Mars 2010, après Brassens, Brel et Ferré, Ferrat disparaissait. Novembre 2020, deux artistes associent leurs talents pour lui rendre hommage dans un magnifique ouvrage.
Lyonnel Trouillot est écrivain Haïtien. Ernest Pignon-Ernest est artiste plasticien et peintre. Ensemble, dans Tu aurais pu vivre encore un peu, ils redonnent vie à l’ami Jean Ferrat bien trop tôt disparu, le 13 mars 2010. Ce samedi-là, une immense émotion s’empare du pays. Le service public de la télévision lui consacre une émission spéciale et retransmettra en direct ses obsèques. On se souvient de la place de la Résistance d’Antraigues, ensoleillée, emplie de milliers de visages, amis et anonymes, larmes et sourires, mêlés en un même chœur, venus pour saluer l’homme « qui ne chantait pas pour passer le temps ». Celui qui dénonçait « la grande injustice » et « la force imbécile » sans jamais cesser de dire « Que c’est beau, c’est beau la vie ». Du jamais vu pour un artiste français.

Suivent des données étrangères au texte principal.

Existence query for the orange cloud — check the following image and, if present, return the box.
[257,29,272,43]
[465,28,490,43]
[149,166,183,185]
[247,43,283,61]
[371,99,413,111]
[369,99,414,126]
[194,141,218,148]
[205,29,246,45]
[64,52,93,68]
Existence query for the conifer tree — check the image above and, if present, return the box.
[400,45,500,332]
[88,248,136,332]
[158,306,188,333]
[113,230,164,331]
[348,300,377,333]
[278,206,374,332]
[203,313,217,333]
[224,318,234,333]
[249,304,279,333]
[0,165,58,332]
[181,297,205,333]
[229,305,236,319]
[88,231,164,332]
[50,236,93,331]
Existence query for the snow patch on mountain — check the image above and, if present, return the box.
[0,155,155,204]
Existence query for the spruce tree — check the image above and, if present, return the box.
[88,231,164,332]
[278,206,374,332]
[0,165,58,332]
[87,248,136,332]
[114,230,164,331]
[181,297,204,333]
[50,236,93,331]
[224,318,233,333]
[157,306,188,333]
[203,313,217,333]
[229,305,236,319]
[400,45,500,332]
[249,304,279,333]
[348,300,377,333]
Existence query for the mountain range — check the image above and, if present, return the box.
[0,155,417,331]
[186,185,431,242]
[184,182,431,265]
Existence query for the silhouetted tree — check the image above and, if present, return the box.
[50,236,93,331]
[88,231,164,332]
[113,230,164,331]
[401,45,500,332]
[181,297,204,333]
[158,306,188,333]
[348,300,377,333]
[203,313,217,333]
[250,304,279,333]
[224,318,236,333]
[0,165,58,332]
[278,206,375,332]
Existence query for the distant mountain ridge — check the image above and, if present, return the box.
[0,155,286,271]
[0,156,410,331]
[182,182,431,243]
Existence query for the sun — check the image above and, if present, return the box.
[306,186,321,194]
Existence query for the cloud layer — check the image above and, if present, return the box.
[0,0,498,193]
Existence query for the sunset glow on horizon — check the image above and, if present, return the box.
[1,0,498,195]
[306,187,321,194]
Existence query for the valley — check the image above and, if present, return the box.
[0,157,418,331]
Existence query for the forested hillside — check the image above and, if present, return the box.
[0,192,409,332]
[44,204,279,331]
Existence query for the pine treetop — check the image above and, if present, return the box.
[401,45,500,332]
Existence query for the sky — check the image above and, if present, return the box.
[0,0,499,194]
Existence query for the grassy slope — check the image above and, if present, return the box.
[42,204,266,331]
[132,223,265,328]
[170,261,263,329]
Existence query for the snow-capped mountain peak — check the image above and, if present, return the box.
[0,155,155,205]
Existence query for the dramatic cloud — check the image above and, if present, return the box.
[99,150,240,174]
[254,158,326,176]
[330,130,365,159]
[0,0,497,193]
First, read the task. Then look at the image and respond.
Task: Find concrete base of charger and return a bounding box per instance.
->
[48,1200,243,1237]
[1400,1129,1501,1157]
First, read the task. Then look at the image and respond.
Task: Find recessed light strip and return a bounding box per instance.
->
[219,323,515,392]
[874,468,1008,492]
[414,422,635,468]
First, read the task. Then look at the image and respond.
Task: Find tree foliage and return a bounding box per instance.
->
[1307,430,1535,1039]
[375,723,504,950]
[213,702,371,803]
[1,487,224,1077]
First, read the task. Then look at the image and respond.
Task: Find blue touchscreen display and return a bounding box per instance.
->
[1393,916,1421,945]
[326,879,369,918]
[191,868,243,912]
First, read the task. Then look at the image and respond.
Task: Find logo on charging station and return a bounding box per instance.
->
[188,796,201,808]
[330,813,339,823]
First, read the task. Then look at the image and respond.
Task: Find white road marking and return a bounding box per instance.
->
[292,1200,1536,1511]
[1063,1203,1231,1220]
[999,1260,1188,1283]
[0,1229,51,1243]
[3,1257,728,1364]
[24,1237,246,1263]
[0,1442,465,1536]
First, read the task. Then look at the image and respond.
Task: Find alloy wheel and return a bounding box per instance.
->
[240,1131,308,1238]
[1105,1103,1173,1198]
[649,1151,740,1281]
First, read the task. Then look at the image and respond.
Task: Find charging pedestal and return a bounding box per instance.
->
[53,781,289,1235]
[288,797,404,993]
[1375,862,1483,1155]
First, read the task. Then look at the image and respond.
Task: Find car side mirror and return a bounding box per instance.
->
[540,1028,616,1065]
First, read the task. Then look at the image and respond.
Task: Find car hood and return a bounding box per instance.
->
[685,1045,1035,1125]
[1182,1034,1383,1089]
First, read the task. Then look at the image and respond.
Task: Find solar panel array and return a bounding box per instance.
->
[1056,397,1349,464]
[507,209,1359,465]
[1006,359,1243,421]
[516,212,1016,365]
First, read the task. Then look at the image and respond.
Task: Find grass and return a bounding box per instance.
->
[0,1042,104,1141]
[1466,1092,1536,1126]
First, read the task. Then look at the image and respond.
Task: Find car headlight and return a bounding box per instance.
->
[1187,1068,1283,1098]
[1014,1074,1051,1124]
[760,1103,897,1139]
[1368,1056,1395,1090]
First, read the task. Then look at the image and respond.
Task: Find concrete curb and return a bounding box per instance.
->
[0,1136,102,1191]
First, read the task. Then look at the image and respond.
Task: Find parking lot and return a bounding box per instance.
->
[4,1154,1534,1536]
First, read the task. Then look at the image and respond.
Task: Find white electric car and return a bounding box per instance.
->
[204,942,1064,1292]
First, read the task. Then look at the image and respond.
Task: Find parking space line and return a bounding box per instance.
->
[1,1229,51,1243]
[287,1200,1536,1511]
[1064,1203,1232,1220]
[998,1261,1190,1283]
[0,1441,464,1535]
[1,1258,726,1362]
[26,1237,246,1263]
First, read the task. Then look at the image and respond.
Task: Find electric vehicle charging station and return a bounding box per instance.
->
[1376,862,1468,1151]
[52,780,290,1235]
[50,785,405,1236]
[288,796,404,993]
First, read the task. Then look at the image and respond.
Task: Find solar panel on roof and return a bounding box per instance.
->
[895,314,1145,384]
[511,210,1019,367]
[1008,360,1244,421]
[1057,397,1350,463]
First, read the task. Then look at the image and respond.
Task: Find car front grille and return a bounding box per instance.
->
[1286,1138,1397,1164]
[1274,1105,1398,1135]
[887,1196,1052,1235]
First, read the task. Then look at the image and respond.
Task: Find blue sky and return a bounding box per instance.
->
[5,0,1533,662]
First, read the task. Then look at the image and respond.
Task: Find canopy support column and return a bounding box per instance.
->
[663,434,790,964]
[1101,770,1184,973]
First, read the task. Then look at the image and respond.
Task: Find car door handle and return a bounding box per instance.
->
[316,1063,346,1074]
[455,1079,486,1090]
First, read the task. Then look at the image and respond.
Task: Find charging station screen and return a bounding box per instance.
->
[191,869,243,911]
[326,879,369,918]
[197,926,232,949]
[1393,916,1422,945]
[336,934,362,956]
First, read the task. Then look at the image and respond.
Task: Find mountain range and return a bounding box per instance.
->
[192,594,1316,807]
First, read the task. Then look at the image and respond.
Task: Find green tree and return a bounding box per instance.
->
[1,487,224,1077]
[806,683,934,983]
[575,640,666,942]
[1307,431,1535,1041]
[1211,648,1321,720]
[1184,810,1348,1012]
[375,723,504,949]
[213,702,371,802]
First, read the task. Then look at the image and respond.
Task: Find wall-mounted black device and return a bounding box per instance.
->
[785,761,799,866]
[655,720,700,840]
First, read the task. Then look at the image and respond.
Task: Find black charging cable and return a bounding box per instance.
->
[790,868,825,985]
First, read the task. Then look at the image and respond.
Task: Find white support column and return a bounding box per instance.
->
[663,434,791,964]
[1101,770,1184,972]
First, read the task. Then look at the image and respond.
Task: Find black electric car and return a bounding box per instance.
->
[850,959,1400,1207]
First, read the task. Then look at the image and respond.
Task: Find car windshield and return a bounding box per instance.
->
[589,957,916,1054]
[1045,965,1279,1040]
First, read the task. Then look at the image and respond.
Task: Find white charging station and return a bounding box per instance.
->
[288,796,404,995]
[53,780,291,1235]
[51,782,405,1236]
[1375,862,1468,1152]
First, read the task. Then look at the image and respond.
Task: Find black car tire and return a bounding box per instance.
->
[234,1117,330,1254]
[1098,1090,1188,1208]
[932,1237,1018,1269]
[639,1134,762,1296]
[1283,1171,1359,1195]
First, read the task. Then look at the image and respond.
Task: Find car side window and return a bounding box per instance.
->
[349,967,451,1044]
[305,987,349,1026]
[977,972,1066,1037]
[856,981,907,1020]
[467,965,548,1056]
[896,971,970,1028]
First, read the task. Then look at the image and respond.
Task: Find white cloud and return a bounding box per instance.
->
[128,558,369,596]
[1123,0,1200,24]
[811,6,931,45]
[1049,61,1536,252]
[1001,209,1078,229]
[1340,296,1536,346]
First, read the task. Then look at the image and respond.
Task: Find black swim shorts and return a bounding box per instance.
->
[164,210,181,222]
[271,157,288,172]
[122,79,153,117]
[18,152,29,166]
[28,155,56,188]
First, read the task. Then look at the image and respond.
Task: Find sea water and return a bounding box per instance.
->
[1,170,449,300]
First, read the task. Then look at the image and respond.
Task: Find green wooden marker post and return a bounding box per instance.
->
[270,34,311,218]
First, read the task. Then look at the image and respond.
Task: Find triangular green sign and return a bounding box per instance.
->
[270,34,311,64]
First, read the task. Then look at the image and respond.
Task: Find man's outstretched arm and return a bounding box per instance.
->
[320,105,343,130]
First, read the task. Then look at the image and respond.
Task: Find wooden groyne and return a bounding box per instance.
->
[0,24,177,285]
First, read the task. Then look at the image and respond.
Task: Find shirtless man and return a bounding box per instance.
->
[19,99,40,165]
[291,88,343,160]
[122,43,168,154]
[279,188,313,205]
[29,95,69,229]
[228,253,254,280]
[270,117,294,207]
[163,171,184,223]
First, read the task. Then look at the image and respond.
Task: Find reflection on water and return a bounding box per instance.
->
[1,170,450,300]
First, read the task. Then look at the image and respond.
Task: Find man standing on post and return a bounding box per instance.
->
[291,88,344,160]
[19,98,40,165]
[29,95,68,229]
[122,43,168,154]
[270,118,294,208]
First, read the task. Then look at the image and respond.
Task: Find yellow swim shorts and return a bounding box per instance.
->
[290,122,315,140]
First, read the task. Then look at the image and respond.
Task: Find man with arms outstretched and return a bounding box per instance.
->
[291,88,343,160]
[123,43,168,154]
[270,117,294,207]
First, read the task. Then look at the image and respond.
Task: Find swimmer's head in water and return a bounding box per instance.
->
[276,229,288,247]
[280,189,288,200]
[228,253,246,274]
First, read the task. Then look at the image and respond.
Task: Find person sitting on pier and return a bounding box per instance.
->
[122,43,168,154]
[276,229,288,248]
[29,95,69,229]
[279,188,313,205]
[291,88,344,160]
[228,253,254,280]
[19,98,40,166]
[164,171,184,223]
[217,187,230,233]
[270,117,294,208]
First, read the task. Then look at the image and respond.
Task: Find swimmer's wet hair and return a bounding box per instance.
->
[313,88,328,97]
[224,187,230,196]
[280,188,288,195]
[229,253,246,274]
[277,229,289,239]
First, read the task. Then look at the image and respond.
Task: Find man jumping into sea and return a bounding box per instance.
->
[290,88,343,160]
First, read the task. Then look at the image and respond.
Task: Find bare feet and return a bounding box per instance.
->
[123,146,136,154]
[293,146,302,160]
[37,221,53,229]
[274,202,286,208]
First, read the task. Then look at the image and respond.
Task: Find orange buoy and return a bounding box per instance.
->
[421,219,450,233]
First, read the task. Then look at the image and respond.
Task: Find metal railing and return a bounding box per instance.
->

Dix ans plus tard, comme pour conjurer l’absence de celui qui « aurai[t] pu vivre encore un peu», Lyonnel Trouillot, qui ne connaît Ferrat que par ses chansons, et Ernest Pignon-Ernest, qui était son ami et l’a côtoyé, conjuguent leurs talents dans un bien bel ouvrage où les mots accompagnent les dessins, pour notre plus grand plaisir. L’un twiste les mots à merveille, plaçant l’œuvre de Ferrat dans la trajectoire et le contexte de notre temps. L’autre peint les êtres que le chanteur aimait à en perdre la raison : Aragon, Desnos, Lorca, Maïakovski, Neruda, Machado… Mais aussi Apollinaire, Baudelaire, Carco, Brassens, Vian, Elsa Triolet, van Gogh, Hölderlin ou encore le vieil Hugo. Comme autant d’étoiles d’une constellation fraternelle et engagée, où on devine, au firmament, un Picasso qui « tenait le monde au bout de sa palette ».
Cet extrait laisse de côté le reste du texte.